Jan-Lennard Struff sent Alexander Bublik home from the French Open on Tuesday with a four-set win that carried him into the second round in Paris. The 36-year-old German beat the world No. 10 7:5, 6:7 (6:8), 6:4, 7:5 and now goes on to face Jaime Faria or Denis Shapovalov.
Struff did it the hard way against one of the biggest names in his section of the draw. After losing the second set in a tiebreak, he steadied himself and closed out the match on a court where he said the crowd made the difference. “Ich bin glücklich. Das war ein toughes Match. Es waren schwierige Bedingungen,” he said, adding: “Eine überragende Unterstützung hier auf dem Court, es waren so viele Deutsche da. Einfach überragend.” Boris Becker called it “ein ganz wichtiger Sieg für unseren Mann.”

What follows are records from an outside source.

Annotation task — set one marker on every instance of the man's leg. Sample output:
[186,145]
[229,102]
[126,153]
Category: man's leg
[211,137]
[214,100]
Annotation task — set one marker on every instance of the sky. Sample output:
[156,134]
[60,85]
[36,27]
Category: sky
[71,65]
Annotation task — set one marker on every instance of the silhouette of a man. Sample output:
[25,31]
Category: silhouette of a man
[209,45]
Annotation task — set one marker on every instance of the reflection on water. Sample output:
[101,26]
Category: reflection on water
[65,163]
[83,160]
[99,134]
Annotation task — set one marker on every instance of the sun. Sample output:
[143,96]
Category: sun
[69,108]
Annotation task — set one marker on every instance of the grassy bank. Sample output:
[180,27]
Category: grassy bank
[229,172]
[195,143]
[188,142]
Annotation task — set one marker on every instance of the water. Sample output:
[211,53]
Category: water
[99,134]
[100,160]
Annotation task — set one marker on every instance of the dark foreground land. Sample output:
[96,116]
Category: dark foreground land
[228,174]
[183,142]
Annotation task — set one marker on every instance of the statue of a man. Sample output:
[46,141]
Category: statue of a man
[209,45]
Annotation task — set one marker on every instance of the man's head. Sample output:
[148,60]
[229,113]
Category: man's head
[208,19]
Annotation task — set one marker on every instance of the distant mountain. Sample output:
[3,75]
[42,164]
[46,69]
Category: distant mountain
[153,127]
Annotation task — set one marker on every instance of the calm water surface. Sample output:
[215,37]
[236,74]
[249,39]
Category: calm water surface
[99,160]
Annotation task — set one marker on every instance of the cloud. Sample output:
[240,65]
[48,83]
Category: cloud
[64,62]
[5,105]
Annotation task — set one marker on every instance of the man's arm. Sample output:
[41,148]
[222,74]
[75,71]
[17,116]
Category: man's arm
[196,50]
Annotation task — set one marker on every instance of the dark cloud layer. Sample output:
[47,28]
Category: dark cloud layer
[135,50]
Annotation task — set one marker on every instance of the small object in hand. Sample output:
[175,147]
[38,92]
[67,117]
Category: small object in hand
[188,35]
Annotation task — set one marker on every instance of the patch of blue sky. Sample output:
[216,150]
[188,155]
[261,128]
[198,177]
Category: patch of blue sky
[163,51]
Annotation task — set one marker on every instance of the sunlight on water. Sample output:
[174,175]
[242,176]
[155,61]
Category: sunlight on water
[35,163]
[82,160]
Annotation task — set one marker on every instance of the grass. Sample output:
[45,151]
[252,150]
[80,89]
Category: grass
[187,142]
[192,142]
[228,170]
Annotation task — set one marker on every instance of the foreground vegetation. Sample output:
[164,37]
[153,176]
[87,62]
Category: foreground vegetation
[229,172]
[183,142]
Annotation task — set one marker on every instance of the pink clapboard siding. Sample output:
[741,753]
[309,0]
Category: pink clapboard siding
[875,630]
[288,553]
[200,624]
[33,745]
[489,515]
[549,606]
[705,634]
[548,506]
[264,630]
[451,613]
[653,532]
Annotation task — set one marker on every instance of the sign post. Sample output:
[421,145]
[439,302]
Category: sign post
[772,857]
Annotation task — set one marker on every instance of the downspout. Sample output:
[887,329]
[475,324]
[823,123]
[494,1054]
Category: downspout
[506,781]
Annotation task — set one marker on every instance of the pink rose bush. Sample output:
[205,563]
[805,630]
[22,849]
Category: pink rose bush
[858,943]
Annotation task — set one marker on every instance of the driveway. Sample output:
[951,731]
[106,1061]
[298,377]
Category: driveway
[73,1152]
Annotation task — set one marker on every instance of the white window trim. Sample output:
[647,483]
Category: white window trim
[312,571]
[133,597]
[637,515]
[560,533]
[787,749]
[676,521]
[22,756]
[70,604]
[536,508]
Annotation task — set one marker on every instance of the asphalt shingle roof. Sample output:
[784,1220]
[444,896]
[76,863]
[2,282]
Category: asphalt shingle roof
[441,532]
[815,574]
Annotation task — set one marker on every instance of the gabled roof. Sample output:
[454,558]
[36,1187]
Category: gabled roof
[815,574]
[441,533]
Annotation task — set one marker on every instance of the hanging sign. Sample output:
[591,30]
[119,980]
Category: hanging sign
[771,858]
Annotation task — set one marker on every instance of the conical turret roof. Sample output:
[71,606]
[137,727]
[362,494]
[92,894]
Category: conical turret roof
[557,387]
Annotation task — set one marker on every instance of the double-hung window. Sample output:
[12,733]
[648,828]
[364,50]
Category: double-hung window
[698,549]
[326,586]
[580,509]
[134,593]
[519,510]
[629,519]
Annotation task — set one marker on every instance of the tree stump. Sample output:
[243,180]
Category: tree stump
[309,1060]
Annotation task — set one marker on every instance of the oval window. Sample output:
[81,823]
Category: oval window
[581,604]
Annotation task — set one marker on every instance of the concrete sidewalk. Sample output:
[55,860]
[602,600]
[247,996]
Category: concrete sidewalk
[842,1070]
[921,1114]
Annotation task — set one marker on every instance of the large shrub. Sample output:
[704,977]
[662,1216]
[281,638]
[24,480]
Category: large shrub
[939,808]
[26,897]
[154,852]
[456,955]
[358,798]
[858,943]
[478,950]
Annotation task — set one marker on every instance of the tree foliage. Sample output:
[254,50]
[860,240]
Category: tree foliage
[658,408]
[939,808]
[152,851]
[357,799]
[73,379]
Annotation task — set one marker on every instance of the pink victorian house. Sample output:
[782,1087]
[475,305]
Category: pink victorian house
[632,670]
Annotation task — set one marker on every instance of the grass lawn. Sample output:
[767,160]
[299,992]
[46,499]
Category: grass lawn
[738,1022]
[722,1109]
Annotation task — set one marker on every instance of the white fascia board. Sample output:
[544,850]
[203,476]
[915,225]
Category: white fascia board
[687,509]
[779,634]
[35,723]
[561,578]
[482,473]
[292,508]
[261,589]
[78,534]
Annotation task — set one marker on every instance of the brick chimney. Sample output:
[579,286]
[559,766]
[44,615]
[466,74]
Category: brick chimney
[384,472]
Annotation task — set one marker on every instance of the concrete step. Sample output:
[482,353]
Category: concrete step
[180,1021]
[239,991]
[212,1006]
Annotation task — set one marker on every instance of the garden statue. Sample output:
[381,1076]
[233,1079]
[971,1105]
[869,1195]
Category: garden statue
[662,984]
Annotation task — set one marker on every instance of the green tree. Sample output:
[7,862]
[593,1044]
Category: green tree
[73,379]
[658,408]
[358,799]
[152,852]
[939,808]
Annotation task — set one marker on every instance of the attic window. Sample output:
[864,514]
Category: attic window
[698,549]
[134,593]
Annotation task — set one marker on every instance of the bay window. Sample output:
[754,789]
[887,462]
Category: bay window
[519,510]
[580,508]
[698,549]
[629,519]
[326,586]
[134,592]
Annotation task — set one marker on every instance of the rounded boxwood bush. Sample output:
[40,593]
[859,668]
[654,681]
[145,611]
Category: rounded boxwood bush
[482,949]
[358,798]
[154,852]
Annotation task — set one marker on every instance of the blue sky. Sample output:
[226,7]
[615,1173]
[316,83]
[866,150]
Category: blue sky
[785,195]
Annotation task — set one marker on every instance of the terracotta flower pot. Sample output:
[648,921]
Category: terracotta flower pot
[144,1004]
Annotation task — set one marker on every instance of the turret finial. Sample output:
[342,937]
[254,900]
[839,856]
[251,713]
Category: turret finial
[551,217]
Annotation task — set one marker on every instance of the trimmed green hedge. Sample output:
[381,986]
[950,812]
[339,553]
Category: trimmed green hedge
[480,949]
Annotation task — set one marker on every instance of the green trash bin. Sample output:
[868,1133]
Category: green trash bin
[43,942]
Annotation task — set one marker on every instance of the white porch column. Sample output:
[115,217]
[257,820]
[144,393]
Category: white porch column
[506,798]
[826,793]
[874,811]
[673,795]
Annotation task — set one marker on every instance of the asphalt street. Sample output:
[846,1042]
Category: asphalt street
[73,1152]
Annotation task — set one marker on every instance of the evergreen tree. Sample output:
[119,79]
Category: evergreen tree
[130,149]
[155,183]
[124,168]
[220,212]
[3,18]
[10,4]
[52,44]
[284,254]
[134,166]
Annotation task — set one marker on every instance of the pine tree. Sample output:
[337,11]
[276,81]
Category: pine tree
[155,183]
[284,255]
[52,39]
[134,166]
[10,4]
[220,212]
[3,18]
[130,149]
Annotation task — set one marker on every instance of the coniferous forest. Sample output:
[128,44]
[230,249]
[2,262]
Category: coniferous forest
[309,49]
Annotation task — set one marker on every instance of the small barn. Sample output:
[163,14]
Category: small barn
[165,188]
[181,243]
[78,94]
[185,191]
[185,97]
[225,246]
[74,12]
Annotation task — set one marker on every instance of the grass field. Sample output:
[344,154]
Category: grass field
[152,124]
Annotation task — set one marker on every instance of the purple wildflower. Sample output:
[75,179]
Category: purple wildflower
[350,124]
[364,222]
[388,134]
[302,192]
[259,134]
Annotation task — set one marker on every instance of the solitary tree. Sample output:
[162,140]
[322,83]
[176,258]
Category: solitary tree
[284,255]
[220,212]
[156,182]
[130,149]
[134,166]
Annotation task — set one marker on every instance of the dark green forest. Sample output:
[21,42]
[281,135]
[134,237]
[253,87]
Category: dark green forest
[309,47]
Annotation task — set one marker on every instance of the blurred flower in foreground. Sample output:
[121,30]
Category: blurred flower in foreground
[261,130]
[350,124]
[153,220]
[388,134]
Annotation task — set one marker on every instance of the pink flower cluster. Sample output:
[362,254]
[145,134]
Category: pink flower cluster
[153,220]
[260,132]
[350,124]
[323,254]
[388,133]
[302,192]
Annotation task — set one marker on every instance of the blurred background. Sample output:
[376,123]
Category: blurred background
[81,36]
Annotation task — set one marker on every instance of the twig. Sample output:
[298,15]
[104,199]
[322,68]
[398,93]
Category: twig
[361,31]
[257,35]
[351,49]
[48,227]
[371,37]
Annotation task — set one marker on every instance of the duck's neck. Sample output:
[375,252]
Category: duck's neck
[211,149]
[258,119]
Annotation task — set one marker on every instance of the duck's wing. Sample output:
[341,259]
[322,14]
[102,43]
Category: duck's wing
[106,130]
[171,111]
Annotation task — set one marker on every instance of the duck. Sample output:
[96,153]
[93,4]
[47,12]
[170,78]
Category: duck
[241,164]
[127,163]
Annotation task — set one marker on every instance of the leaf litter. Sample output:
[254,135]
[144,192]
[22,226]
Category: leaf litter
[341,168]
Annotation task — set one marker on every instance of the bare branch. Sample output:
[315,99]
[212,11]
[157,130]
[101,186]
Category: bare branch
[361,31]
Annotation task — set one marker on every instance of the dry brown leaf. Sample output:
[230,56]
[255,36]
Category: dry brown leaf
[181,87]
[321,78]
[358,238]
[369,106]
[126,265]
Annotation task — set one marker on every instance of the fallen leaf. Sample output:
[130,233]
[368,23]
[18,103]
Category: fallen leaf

The result matters because Struff had arrived in Paris on the back foot. He had lost in the first round in Hamburg shortly before the clay-court major, and Bublik was not just any opponent: Struff had already beaten him clearly in Paris in 2024. This time, though, he had to dig deeper. The win also keeps German interest alive in the men’s draw after Alexander Zverev had already cleared the opening hurdle, while Daniel Altmaier was still to play Félix Auger-Aliassime on Tuesday.
For Struff, the victory adds another chapter to a late-career run that has repeatedly shown he can still trouble elite players on the biggest stages. He reached the French Open round of 16 in 2019 and did so again in 2021, and a repeat of that sort of run is still possible if he can carry Tuesday’s level into the next round. The draw now gives him a chance to build on a match that asked for patience, power and nerve in equal measure.
Laura Siegemund, by contrast, was knocked out of the singles by Naomi Osaka after a 3:6, 6:7 (3:7) defeat. The 38-year-old world No. 47 said she was “enttäuscht” by the loss, but felt she had at least made Osaka uncomfortable. “Ich habe sie definitiv geärgert, ich habe das gemacht, was ich gut kann,” she said, before adding, “Habe ich heute mein bestes Tennis gespielt? Nein.” Siegemund was still scheduled to continue in women’s doubles and mixed doubles after the singles exit.
That split day for German tennis leaves Struff as the headline result in Paris, while Siegemund’s defeat underlines how narrow the margins can be on the first week of a Grand Slam. For Altmaier, who remains on court later in the day against Auger-Aliassime, the task is now clear: keep the German line moving forward, or leave Struff’s win as the day’s lone major success.